Construction of the poultry “mega-houses” in Oklahoma, however, has drawn criticism from Green Country Guardians, a group organized to fight the growth of poultry operations in the area. Mike Shambaugh, a Cherokee Nation councilor, told the Tulsa World the poultry expansion was occurring in Oklahoma because of regulations in Arkansas.  

“Basically, Arkansas saw this coming and they had rules in place to better control it,” Shambaugh said. “We didn’t see it coming for whatever reason and Oklahoma really doesn’t have that many regulations in place, so that’s where we are.”

Multiple poultry feeding units are under construction in Delaware and Ottawa counites that are typically 66-foot-by-600-foot buildings that hold 20,000 to 30,000 birds each. The houses must have a $10 permit that only requires basic information about location and a required construction-phase water management plan.

Both the Oklahoma Farm Bureau and the Oklahoma Cattlemen’s Association have voiced concerns. In a letter from the Farm Bureau, Director of Regulatory Affairs Marla Peek wrote that “emergency rules drafted without initial and considerable industry and stakeholder input are likely to have unintended consequences and be unsatisfactory to all parties.”

OFB also noted it wants to work with poultry growers and others in the upcoming legislative session to determine “what constitutes appropriate setbacks for poultry operations, so that poultry growers and their neighbors can enjoy use of their property.”

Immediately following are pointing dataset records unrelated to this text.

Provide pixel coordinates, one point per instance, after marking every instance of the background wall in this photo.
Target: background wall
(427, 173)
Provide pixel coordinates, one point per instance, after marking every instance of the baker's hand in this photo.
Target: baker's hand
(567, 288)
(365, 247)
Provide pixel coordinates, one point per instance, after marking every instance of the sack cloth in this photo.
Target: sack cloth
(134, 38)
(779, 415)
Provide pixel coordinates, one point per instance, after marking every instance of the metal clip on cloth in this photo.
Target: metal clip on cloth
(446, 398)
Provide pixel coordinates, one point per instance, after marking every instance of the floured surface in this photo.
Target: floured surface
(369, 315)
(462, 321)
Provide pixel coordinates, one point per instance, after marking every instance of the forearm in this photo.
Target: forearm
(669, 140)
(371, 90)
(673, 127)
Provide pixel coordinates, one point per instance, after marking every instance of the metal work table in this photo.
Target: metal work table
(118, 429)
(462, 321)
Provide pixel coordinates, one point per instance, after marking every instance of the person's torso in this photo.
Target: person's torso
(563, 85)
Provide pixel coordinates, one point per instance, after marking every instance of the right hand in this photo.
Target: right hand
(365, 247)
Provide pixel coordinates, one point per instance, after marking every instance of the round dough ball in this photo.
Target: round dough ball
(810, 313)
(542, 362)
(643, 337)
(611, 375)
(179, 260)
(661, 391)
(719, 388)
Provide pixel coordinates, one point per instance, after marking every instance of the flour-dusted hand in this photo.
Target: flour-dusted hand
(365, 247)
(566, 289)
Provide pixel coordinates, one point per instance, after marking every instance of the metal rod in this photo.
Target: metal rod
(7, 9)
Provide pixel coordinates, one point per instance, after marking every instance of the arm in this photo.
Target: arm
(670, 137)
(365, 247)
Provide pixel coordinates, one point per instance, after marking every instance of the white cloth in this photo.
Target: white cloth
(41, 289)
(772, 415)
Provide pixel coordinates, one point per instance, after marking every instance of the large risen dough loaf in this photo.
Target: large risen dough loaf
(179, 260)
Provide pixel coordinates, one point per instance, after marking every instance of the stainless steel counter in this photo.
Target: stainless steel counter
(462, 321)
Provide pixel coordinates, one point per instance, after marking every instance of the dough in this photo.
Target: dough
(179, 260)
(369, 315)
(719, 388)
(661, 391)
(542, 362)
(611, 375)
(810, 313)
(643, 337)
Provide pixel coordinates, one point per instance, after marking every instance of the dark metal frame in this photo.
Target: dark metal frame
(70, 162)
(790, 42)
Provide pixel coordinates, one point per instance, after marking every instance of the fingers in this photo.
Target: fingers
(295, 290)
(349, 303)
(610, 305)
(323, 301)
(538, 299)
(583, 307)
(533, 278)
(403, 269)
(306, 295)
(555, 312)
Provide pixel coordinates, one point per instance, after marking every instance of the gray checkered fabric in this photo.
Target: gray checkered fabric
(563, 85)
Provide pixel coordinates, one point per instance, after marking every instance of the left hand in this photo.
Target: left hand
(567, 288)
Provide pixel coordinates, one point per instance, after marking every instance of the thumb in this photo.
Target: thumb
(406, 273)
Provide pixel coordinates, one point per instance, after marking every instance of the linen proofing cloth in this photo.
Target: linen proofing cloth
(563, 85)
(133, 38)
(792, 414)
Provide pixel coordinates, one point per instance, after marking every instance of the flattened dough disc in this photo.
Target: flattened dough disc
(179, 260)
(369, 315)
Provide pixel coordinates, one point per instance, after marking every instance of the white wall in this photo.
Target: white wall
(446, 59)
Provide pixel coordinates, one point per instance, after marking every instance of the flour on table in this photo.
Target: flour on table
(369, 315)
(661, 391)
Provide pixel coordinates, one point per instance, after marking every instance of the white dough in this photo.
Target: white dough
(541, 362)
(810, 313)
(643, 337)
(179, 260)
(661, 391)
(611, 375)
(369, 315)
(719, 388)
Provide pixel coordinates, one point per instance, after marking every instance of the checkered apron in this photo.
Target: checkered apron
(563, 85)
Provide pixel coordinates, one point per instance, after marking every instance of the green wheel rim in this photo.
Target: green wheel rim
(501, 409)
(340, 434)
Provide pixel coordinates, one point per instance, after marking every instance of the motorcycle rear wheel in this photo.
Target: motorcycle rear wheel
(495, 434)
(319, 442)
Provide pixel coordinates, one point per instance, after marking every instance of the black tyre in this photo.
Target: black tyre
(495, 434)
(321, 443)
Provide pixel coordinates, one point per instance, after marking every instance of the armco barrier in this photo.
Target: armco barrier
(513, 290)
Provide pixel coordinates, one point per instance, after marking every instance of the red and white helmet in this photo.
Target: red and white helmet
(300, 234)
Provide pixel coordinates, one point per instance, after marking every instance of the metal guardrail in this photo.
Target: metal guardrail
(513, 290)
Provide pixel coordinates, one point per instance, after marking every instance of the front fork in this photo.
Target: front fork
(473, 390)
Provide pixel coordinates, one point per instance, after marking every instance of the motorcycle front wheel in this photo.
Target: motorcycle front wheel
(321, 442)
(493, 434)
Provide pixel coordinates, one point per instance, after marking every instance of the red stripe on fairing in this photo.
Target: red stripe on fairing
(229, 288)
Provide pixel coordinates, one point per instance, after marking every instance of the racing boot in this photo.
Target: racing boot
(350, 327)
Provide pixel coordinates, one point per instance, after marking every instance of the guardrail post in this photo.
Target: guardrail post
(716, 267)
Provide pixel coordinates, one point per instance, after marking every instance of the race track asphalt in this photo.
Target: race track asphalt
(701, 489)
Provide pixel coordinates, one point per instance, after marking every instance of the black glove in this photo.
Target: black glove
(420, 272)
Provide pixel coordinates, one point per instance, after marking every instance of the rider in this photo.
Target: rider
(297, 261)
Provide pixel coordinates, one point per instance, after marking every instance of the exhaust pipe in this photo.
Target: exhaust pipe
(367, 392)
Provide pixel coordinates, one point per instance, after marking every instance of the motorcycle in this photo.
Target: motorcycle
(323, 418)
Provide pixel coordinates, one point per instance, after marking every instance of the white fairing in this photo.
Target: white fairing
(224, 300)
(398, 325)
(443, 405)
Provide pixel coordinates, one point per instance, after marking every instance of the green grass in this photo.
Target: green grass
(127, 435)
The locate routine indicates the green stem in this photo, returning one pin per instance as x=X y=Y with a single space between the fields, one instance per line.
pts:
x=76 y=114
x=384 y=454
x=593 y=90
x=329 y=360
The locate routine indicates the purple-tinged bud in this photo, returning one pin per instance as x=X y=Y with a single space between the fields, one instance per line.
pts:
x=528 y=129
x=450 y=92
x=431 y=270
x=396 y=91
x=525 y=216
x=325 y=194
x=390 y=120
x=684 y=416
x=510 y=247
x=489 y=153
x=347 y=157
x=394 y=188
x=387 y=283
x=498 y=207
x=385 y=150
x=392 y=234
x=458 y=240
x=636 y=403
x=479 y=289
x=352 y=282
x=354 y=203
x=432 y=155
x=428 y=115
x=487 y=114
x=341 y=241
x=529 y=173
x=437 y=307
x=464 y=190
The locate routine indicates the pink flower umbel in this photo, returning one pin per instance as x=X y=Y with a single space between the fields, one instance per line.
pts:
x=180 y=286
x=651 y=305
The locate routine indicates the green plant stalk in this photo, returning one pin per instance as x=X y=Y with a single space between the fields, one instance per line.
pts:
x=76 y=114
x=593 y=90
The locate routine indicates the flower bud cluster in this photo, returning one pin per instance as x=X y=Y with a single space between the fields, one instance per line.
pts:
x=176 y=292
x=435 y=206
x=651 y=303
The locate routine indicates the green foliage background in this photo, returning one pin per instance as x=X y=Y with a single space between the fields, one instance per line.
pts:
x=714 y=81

Following Tuesday’s meeting of the Board of Agriculture, attorney David Page told the Tulsa World he represents a group of residents who plan on filing a lawsuit to ensure the agency properly uses its authority to better regulate “poultry house proliferation.”

He said he believes the Board of Agriculture has the statutory authority today to do the things necessary to “protect the water quality, air quality and the lives of the people of northeast Oklahoma.”